Di Wang1, Fengchun Tian2, Simon X Yang3, Zhiqin Zhu4, Daiyu Jiang4, Bin Cai5.   

Abstract

Near-infrared (NIR) spectral sensors can deliver the spectral response of light absorbed by materials. Data analysis technology based on NIR sensors has been a useful tool for quality identification. In this paper, an improved deep convolutional neural network (CNN) with batch normalization and MSRA (Microsoft Research Asia) initialization is proposed to discriminate the tobacco cultivation regions using data collected from NIR sensors. The network structure is created with six convolutional layers and three full connection layers, and the learning rate is controlled by exponential attenuation method. One-dimensional kernel is applied as the convolution kernel to extract features. Meanwhile, the methods of L2 regularization and dropout are used to avoid the overfitting problem, which improve the generalization ability of the network.

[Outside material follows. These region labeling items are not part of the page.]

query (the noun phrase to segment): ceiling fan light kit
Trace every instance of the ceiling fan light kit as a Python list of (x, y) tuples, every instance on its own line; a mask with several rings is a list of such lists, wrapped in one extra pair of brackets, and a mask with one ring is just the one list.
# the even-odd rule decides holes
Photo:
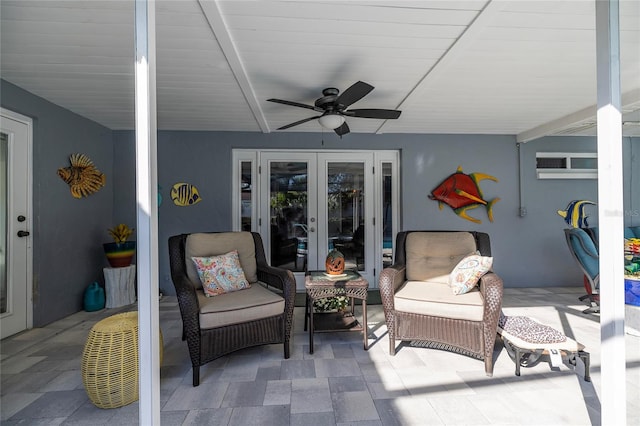
[(267, 99), (269, 102), (295, 106), (298, 108), (311, 109), (322, 113), (313, 117), (286, 124), (277, 130), (284, 130), (311, 120), (318, 119), (320, 125), (326, 129), (333, 130), (340, 137), (350, 132), (349, 125), (345, 117), (377, 118), (380, 120), (394, 120), (400, 117), (402, 111), (394, 109), (352, 109), (347, 110), (351, 104), (358, 102), (373, 90), (373, 86), (363, 81), (358, 81), (339, 95), (340, 91), (335, 87), (328, 87), (322, 91), (322, 97), (316, 99), (313, 105), (302, 104), (300, 102), (286, 101), (283, 99)]
[(335, 113), (325, 114), (318, 118), (318, 122), (322, 127), (329, 130), (335, 130), (342, 126), (344, 117)]

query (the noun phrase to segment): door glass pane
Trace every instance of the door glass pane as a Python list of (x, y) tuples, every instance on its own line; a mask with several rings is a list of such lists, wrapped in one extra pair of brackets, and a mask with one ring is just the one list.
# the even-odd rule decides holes
[(0, 133), (0, 313), (7, 312), (7, 158), (9, 157), (9, 138)]
[(393, 206), (391, 163), (382, 163), (382, 266), (393, 264)]
[(270, 165), (271, 264), (294, 272), (307, 266), (307, 163)]
[(364, 270), (364, 163), (329, 163), (327, 183), (327, 248), (344, 254), (346, 268)]
[(251, 162), (243, 161), (240, 165), (242, 182), (240, 183), (240, 220), (243, 231), (251, 231), (251, 213), (253, 205), (251, 194), (253, 193), (253, 181), (251, 176)]

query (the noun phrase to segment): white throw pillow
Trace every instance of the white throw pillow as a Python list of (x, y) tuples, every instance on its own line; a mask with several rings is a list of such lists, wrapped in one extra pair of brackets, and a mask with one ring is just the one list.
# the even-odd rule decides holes
[(462, 259), (449, 274), (449, 286), (453, 294), (469, 292), (492, 265), (493, 257), (472, 254)]

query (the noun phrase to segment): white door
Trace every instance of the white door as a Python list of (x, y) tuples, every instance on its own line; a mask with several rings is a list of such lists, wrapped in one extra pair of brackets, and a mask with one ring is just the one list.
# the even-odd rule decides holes
[(0, 120), (0, 334), (32, 326), (31, 120), (2, 109)]
[(260, 170), (259, 228), (272, 265), (292, 270), (303, 290), (304, 272), (324, 269), (336, 248), (374, 282), (373, 154), (263, 152)]

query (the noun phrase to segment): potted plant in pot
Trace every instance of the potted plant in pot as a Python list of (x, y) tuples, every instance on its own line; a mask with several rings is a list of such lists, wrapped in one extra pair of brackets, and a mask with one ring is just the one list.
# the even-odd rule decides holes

Experimental results show that the proposed deep network structure can effectively extract the complex characteristics inside the spectrum, which proves that it has excellent recognition performance on tobacco cultivation region discrimination, and it also demonstrates that the deep CNN is more suitable for information mining and analysis of big data.

Entities:  

Keywords:  NIR sensor; convolutional neural network; cultivation region discrimination; data analysis

Year:  2020        PMID: 32041366     DOI: 10.3390/s20030874

Source DB:  PubMed          Journal:  Sensors (Basel)        ISSN: 1424-8220            Impact factor:   3.576


  1 in total

1.  Estimation of Soluble Solids for Stone Fruit Varieties Based on Near-Infrared Spectra Using Machine Learning Techniques.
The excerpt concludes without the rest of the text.